Prior to CEDM performance, it is necessary to compile a list of species records (i.e. geographic coordinates) and of values of climatic variables which are suitable to describe the actual range of the target species. Fortunately, GIS-maps of environmental variables help to find suitable data sets in many regions (e.g. http://www. worldclim.org). A subsequent step involves the development of a multidimensional view of the climate envelope of a species, which is a challenge given the complex nature of a species' ecological niche (Peterson and Vargas 1993). In simple words, in CEDMs as mentioned here, climatic information for the presence of species localities are summarized to an 'ideal' climatic niche for the target species which is afterwards compared to climatic conditions at localities of query, i.e. from which the presence or absence of the target species is unknown. The results are geographic maps showing different degrees of similarity (interpreted as suitability) of a region with the 'ideal' climatic niche. The selection of a moderate algorithm for the computation of a CEDM depends on the amount of distribution records available and their quality.

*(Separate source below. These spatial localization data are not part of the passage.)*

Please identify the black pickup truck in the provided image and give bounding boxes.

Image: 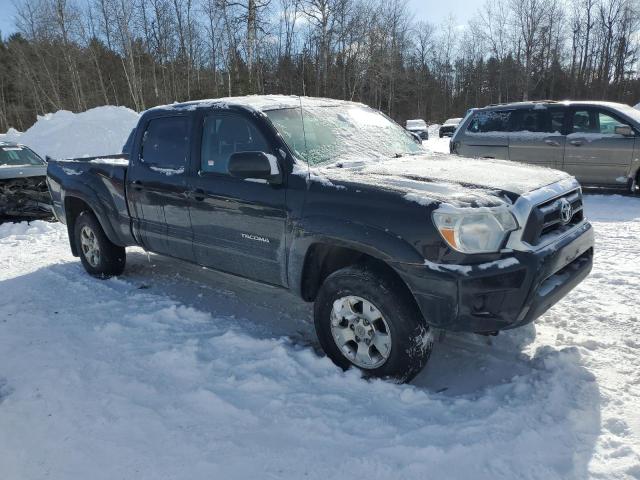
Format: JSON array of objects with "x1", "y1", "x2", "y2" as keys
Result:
[{"x1": 47, "y1": 95, "x2": 594, "y2": 382}]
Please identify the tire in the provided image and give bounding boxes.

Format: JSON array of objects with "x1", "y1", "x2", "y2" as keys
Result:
[
  {"x1": 74, "y1": 211, "x2": 126, "y2": 278},
  {"x1": 314, "y1": 265, "x2": 433, "y2": 383},
  {"x1": 439, "y1": 132, "x2": 443, "y2": 138}
]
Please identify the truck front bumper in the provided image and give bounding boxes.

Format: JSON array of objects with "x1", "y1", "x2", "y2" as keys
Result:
[{"x1": 392, "y1": 221, "x2": 594, "y2": 333}]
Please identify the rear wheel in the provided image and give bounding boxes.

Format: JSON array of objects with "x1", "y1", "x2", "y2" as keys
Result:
[
  {"x1": 314, "y1": 265, "x2": 433, "y2": 383},
  {"x1": 74, "y1": 211, "x2": 126, "y2": 278}
]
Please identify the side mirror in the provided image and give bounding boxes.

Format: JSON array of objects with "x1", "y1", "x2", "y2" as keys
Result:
[
  {"x1": 228, "y1": 151, "x2": 282, "y2": 184},
  {"x1": 615, "y1": 125, "x2": 634, "y2": 136}
]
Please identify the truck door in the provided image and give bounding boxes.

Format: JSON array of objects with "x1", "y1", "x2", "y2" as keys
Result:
[
  {"x1": 187, "y1": 110, "x2": 288, "y2": 286},
  {"x1": 563, "y1": 108, "x2": 635, "y2": 186},
  {"x1": 126, "y1": 115, "x2": 194, "y2": 260}
]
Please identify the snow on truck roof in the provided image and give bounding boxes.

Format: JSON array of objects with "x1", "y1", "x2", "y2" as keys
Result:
[
  {"x1": 149, "y1": 95, "x2": 365, "y2": 113},
  {"x1": 481, "y1": 100, "x2": 633, "y2": 110}
]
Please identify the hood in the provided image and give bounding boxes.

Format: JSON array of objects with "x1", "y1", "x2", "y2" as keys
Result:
[
  {"x1": 0, "y1": 164, "x2": 47, "y2": 180},
  {"x1": 314, "y1": 153, "x2": 571, "y2": 207}
]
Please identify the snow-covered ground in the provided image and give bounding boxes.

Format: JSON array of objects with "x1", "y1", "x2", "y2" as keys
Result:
[
  {"x1": 424, "y1": 132, "x2": 450, "y2": 154},
  {"x1": 1, "y1": 195, "x2": 639, "y2": 480},
  {"x1": 0, "y1": 117, "x2": 639, "y2": 479}
]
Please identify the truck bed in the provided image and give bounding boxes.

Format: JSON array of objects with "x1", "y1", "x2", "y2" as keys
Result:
[{"x1": 47, "y1": 154, "x2": 135, "y2": 248}]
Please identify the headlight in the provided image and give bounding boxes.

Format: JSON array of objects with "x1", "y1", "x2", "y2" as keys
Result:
[{"x1": 432, "y1": 207, "x2": 518, "y2": 254}]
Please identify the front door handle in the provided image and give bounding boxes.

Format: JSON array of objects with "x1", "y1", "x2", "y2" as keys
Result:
[
  {"x1": 570, "y1": 139, "x2": 584, "y2": 146},
  {"x1": 544, "y1": 139, "x2": 561, "y2": 147}
]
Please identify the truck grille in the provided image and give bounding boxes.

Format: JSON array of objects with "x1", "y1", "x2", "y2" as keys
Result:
[{"x1": 521, "y1": 189, "x2": 584, "y2": 246}]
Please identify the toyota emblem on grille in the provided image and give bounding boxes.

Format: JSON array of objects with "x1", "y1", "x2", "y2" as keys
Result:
[{"x1": 559, "y1": 198, "x2": 573, "y2": 224}]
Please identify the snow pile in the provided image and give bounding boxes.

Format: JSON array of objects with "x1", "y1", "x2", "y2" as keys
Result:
[
  {"x1": 0, "y1": 106, "x2": 139, "y2": 159},
  {"x1": 0, "y1": 195, "x2": 639, "y2": 479},
  {"x1": 634, "y1": 102, "x2": 639, "y2": 110},
  {"x1": 0, "y1": 127, "x2": 21, "y2": 139},
  {"x1": 0, "y1": 219, "x2": 58, "y2": 240}
]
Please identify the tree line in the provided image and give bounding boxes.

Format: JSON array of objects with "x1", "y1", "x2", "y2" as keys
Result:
[{"x1": 1, "y1": 0, "x2": 639, "y2": 132}]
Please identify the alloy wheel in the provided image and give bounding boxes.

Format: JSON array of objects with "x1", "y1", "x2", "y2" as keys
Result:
[
  {"x1": 330, "y1": 295, "x2": 392, "y2": 369},
  {"x1": 80, "y1": 225, "x2": 101, "y2": 267}
]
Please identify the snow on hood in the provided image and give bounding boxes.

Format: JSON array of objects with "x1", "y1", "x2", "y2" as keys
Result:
[{"x1": 312, "y1": 153, "x2": 570, "y2": 207}]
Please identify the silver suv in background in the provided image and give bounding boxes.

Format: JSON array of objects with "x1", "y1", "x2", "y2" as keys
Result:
[{"x1": 450, "y1": 101, "x2": 640, "y2": 192}]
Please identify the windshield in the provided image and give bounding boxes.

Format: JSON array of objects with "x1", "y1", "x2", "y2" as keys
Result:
[
  {"x1": 265, "y1": 105, "x2": 424, "y2": 166},
  {"x1": 0, "y1": 145, "x2": 45, "y2": 167},
  {"x1": 619, "y1": 105, "x2": 640, "y2": 125}
]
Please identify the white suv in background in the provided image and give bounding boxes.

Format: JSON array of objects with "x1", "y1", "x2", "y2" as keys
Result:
[
  {"x1": 450, "y1": 101, "x2": 640, "y2": 192},
  {"x1": 405, "y1": 119, "x2": 429, "y2": 140}
]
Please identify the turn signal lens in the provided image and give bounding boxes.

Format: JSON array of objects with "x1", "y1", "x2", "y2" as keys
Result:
[{"x1": 439, "y1": 228, "x2": 457, "y2": 248}]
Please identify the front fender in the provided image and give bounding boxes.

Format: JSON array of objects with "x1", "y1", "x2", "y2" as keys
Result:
[{"x1": 287, "y1": 215, "x2": 425, "y2": 298}]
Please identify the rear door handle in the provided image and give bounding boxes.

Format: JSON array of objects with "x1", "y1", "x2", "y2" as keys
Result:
[
  {"x1": 570, "y1": 139, "x2": 584, "y2": 146},
  {"x1": 132, "y1": 180, "x2": 143, "y2": 191},
  {"x1": 544, "y1": 139, "x2": 561, "y2": 147}
]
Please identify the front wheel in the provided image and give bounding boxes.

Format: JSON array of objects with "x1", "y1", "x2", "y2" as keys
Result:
[
  {"x1": 314, "y1": 265, "x2": 433, "y2": 383},
  {"x1": 74, "y1": 211, "x2": 126, "y2": 278}
]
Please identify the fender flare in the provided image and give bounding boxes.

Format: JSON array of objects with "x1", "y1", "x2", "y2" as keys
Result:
[
  {"x1": 62, "y1": 189, "x2": 124, "y2": 255},
  {"x1": 287, "y1": 216, "x2": 424, "y2": 298}
]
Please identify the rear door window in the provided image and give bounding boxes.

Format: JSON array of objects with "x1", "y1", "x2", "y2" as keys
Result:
[
  {"x1": 511, "y1": 107, "x2": 567, "y2": 134},
  {"x1": 466, "y1": 110, "x2": 513, "y2": 133},
  {"x1": 141, "y1": 116, "x2": 189, "y2": 170},
  {"x1": 512, "y1": 109, "x2": 546, "y2": 132}
]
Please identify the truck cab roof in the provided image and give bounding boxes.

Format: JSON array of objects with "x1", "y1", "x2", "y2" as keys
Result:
[{"x1": 147, "y1": 95, "x2": 365, "y2": 114}]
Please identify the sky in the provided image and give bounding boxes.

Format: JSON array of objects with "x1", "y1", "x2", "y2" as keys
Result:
[
  {"x1": 0, "y1": 0, "x2": 477, "y2": 39},
  {"x1": 407, "y1": 0, "x2": 476, "y2": 26},
  {"x1": 0, "y1": 0, "x2": 16, "y2": 37}
]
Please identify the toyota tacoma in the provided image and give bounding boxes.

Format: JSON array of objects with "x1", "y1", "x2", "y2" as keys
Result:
[{"x1": 46, "y1": 96, "x2": 594, "y2": 382}]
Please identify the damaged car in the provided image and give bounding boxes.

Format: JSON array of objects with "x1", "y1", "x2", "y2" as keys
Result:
[{"x1": 0, "y1": 142, "x2": 52, "y2": 219}]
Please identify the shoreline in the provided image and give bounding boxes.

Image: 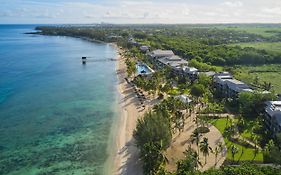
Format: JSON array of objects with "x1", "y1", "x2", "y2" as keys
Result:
[
  {"x1": 27, "y1": 32, "x2": 141, "y2": 174},
  {"x1": 111, "y1": 45, "x2": 143, "y2": 175}
]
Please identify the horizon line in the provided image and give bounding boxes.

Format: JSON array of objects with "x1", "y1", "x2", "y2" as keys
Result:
[{"x1": 1, "y1": 22, "x2": 281, "y2": 25}]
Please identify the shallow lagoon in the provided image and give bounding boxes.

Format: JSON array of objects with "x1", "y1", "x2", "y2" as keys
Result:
[{"x1": 0, "y1": 25, "x2": 118, "y2": 175}]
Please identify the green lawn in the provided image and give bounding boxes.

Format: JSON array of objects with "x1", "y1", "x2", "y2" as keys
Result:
[
  {"x1": 209, "y1": 118, "x2": 263, "y2": 162},
  {"x1": 168, "y1": 88, "x2": 181, "y2": 95},
  {"x1": 229, "y1": 42, "x2": 281, "y2": 54},
  {"x1": 221, "y1": 26, "x2": 281, "y2": 38},
  {"x1": 233, "y1": 64, "x2": 281, "y2": 94},
  {"x1": 240, "y1": 118, "x2": 256, "y2": 140}
]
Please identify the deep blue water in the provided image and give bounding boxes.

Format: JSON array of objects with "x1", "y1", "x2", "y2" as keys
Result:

One of the earlier applied algorithms for the presence of species data is BIOCLIM (Nix 1986; Busby 1991), as implemented in DIVA-GIS 5.4 (Hijmans et al. 2002; http://www.diva-gis.org). It develops CEDMs by intersecting the ranges inhabited by the species along each environmental axis. More sophisticated algorithms are GARP (Stockwell and Noble 1992; Stockwell and Peters 1999), DOMAIN (Carpenter et al. 1993), Maxent (Phillips et al. 2006) and LIVES (Li and Hilbert 2008). The machine-learning Maxent (see below) is often superior to most other methods and hence becomes more and more distributed (e.g. Elith et al. 2006). If records of apparent species absence are available for modeling other algorithms, such as 'artificial neuronal networks', 'classification and regression trees', 'generalized additive models' or 'generalized dissimilarity models' can be applied. These algorithms for example are implemented in the BIOMOD tool (Thuiller 2003).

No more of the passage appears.